The Federal Motor Carrier Safety Administration and the Pipeline and Hazardous Material Safety Administration are the regulatory bodies governing all the regulations to which a motor carrier must adhere. These regs address Driver Qualification File requirements, Vehicle Maintenance and record keeping, Managed Drug and Alcohol Programs, Hours of Service rules and Hazmat requirements.
General Qualification of Driver
General qualifications of a commercial driver for interstate operations:
- Must be at least 21 years of age
- Is physically qualified
- Can read, write, and speak English on a conversational level
- Has a valid commercial motor vehicle licensed issued by their state or jurisdiction
- Has prepared and provided the motor carrier with a list of violations or certificates as required
- Successfully completed a road test (a valid CDL completes this requirement)
Driver Qualification File
All companies who operate commercial vehicles are required to have a driver qualification file
for each commercial driver. The DQ file must include:
- Driver’s application
- Pre-employment questionnaire (if not included in the application)
- The initial MVR
- Certificate of road test (not required if the driver had to take a road test to obtain their CDL)

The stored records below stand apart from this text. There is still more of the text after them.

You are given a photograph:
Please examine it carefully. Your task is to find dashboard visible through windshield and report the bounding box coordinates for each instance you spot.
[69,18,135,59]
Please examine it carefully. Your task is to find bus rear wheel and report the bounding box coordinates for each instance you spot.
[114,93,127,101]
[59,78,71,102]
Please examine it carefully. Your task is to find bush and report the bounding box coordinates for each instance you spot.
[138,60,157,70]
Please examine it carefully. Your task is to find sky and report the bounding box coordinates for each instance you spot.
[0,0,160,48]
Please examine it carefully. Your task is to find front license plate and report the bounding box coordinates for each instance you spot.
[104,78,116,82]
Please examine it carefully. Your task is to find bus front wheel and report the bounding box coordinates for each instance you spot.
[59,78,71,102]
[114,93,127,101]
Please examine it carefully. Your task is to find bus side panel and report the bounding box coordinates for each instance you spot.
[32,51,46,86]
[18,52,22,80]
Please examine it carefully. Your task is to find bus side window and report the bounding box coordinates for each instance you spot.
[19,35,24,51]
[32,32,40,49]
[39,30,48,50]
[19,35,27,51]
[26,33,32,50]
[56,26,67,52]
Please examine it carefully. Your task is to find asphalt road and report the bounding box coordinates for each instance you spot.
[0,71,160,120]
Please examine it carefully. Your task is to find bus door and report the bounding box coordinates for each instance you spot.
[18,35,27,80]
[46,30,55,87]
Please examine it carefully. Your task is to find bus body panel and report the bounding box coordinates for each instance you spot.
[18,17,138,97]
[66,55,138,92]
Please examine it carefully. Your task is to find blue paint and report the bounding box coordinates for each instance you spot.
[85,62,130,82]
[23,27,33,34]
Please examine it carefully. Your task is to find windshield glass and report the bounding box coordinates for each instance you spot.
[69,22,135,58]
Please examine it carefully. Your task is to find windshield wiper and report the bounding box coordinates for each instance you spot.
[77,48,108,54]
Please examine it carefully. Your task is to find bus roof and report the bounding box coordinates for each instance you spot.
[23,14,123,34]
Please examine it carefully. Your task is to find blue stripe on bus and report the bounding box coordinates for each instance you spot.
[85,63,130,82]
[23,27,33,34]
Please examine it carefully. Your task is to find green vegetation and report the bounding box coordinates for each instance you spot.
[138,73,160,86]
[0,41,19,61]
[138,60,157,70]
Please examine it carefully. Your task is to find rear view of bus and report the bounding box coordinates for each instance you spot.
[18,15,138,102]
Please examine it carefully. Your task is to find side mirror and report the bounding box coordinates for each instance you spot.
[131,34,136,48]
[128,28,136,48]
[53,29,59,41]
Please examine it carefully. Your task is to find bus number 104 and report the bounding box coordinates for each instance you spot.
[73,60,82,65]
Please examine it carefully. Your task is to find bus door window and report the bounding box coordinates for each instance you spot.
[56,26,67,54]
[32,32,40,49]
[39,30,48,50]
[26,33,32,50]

- The MVR used for the annual review
- Certificate of violations
- Annual review
- If you have a driver with a medical exemption, then the skill performance evaluation certificate or the medical exemption document should be included
- Medical card
Annual Driver Qualification Requirements
- Certificate of violations completed by the driver
- Copy of the driver’s motor vehicle report
- Renewed copy of medical card with medical examiner verified through the National Medical Examiners database. See www.fmcsa.dot.gov/national-registry-certified-medical-examiners-search to verify a medical examiner.

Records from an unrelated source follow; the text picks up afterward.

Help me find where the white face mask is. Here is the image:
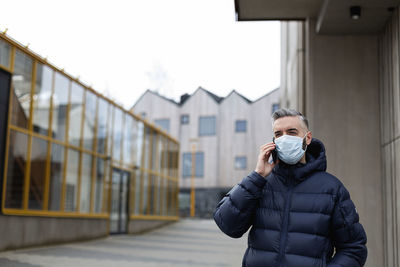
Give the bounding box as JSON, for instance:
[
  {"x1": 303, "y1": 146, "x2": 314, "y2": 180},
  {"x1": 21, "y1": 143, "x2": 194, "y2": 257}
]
[{"x1": 275, "y1": 134, "x2": 307, "y2": 165}]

Every motor carrier and intermodal provider is required to systematically inspect, repair, and maintain all equipment subject to its control. All motor carriers must retain records or maintain cause to be maintained records for any equipment under its control.
- Maintenance records
- Driver Vehicle Inspection Reports
- Periodic Inspections
- Written systematic maintenance policy
- Inspector qualification (brakes and periodic inspection)
Drug and Alcohol Program
All motor carriers who use drivers who hold commercial drivers license must have a controlled substance (drug and alcohol) program. The program must include the following types of testing:
- Reasonable Suspicion
- Company Policy Testing
In addition, all companies must provide a drug and alcohol policy to their commercial driver’s license holders and get a signed receipt of acceptance of that policy.
Hours of Service
In the new landscape of hours of service compliance, the requirement has changed for motor carriers on how they maintain a commercial driver hour. Effective December of 2017, all motor carriers (with exceptions) are required to have an Electronic Logging Device in their trucks. You can view a list of registered vendors at csa.fmcsa.dot.gov/ELD/List.

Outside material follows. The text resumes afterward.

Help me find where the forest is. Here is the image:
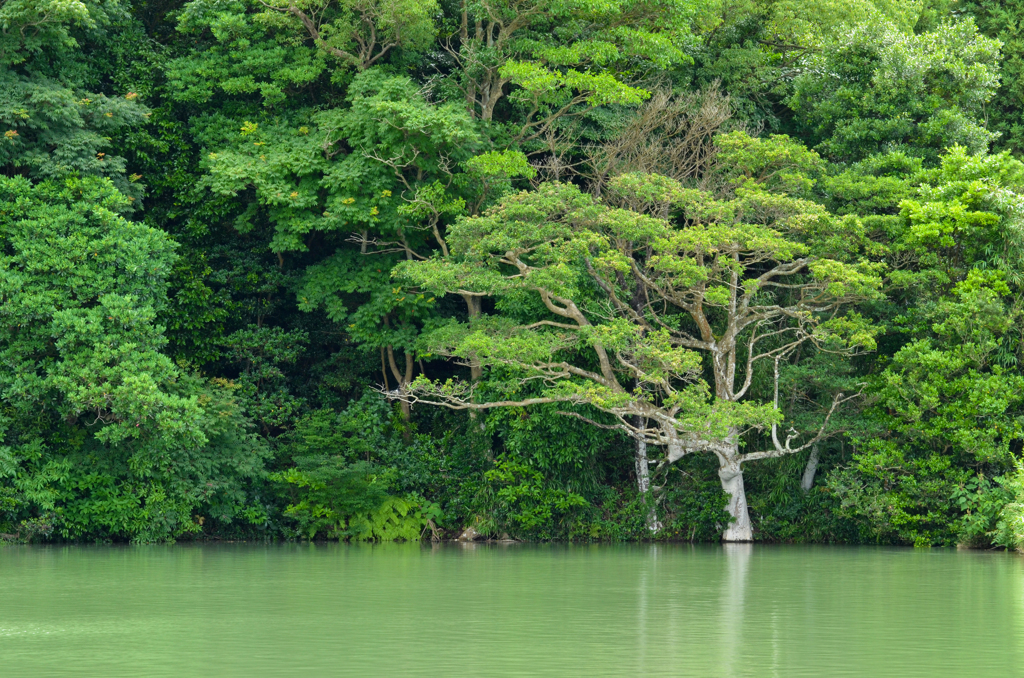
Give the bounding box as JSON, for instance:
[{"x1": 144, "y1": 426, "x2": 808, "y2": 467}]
[{"x1": 6, "y1": 0, "x2": 1024, "y2": 549}]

General Interstate hours of service rules for property carrying company are are as follows:
- Drivers may not drive more than 11 hours in a 14-hour period.
- Drivers are required to take a 30-minute break during their first 8 hours.
- Drivers are required to take 10 hours off duty before an 11-hour driving period. (NOTE: There is a split sleeper berth exception to this rule.)
- Drivers may not drive after the 14th hour.
- Drivers may not drive more than 60 hours in 7 days if company does not operate 7 days a week 24 hours a day.
- Drivers may not drive more than 70 hours in 8 days if the company operates 7 days a week 24 hours per day.
- A 34-hour reset can be used to completely reset a driver’s hours, though it is not required.
The hazardous materials regs are applicable to the transportation of hazardous materials in commerce and their offering to:
- Take the hazardous material interstate or intrastate, and foreign carriers by rail car, aircraft, motor vehicle and vessel.
- The representation that a hazardous material is present in a package, container, rail car, aircraft, motor vehicle or vessel.
- The manufacture, fabrication, marking, maintenance, reconditioning, repairing or testing of a package or container which is represented, marked, certified or sold for use in the transportation of hazardous materials.
Motor carriers that haul hazmat are required to:
- Register as a hazmat carrier
- Obtain a hazmat permit if applicable
- Understand the regulations on
- Shipping papers
- Loading and unloading
- Bracing and blocking
- Incident reporting
- Security plan
- Employee training
Find guidance to the hazardous material regs at www.fmcsa.dot.gov/regulations/hazardous-materials.